The university recognizes four other fight songs: Dear Old Nebraska U, "March of the Cornhuskers," "The Cornhuskers (Come a Runnin' Boys)," and "Mr. Touchdown, U.S.A." A fifth, "Band Song," is typically played as a lead-in to Hail Varsity.

===Band Song===
Nebraska played the 1941 Rose Bowl, the program's first bowl game, during a nationwide boycott of the American Society of Composers, Authors, and Publishers. ASCAP prohibited any song it licensed, including Hail Varsity, from being played publicly after January 1, so members of the Cornhusker Marching Band composed "Band Song" while on the train to Pasadena. The music was based on "Song of the Vagabonds" from The Vagabond King and the lyrics were written as a reference the band's upcoming performance in the Rose Parade.

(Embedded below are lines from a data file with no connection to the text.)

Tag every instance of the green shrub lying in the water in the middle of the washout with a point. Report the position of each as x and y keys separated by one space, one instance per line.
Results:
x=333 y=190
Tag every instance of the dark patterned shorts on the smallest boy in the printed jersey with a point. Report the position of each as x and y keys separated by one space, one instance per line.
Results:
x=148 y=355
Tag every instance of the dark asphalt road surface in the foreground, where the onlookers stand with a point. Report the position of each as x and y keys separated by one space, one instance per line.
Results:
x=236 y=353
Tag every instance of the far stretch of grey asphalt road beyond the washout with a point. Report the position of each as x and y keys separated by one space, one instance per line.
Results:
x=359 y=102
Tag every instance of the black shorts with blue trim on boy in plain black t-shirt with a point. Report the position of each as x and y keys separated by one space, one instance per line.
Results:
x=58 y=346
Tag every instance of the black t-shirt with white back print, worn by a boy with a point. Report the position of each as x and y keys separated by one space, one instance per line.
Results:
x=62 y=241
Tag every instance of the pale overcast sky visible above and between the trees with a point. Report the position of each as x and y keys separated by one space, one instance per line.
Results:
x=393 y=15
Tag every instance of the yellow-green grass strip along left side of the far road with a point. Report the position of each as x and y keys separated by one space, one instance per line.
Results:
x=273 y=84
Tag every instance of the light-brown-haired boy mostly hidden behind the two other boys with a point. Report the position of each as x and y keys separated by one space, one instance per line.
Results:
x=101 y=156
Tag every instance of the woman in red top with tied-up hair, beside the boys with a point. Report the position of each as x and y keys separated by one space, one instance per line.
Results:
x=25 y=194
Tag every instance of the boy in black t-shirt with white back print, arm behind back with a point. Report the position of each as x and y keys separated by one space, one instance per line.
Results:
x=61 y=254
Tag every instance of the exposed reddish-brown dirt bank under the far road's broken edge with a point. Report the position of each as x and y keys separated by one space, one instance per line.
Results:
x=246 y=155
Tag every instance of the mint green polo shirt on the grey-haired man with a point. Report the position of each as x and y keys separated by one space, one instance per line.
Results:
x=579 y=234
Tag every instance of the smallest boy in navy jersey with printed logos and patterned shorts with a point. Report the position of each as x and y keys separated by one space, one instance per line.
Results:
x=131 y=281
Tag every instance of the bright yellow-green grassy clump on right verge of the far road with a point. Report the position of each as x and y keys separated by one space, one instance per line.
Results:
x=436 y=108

Band Song is now typically performed as a prelude to Hail Varsity.

==Lyrics==

Hail the mighty team who fight to win for the scarlet and the cream;
For varsity and victory,
The mighty men who wear the 'N' still hold the key.
Halt the stalwart foes;
Keep up the fight till the final whistle blows.
Huskers, cheer for the Huskers to cinch the game and raise their fame the victory way.
The stands will sway, the band will play.
So carry on, we want to win today.

- Chorus
Hail to the team.
The stadium rings as everyone sings the scarlet and cream.
Cheers for a victory
Echo our loyalty;
So on mighty men,
The eyes of the land upon every hand are looking at you.
Fight on to victory,
Hail to the men of Nebraska U.

As the song is typically performed in short bursts, most fans today are unaware of the lyrics outside of the chorus. The lyrics have been slightly altered over the years – Chenoweth and Ayres themselves published an updated version in 1945, designed to be easier to sing. This version shortened the second and sixth lines of the chorus and changed the final line to "hail, mighty men."

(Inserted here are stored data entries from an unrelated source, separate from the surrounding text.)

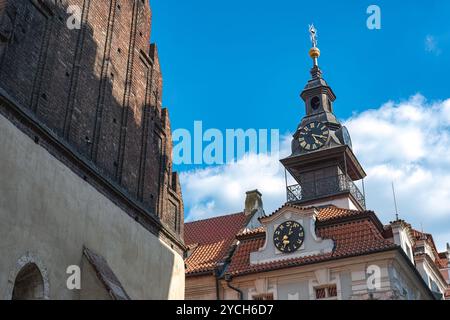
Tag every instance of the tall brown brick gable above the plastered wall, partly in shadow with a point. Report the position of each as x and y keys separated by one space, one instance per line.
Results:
x=98 y=88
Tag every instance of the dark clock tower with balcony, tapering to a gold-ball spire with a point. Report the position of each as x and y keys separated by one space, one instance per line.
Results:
x=322 y=160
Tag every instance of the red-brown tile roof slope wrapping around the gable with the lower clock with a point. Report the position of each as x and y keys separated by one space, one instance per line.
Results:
x=354 y=238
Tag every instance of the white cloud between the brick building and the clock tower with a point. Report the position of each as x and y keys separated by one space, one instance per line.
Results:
x=221 y=190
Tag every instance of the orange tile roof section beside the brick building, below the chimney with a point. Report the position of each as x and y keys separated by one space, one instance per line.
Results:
x=210 y=241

In 2023, the university created a new version of the song intended for use at women's sporting events, replacing references to "mighty men" with "U of N."

==Other uses==
Hail Varsity, a monthly print magazine covering Nebraska athletics, was published from 2012 until 2023. A restaurant run by the magazine, Hail Varsity Club, opened in La Vista in 2022 and was rebranded the following year.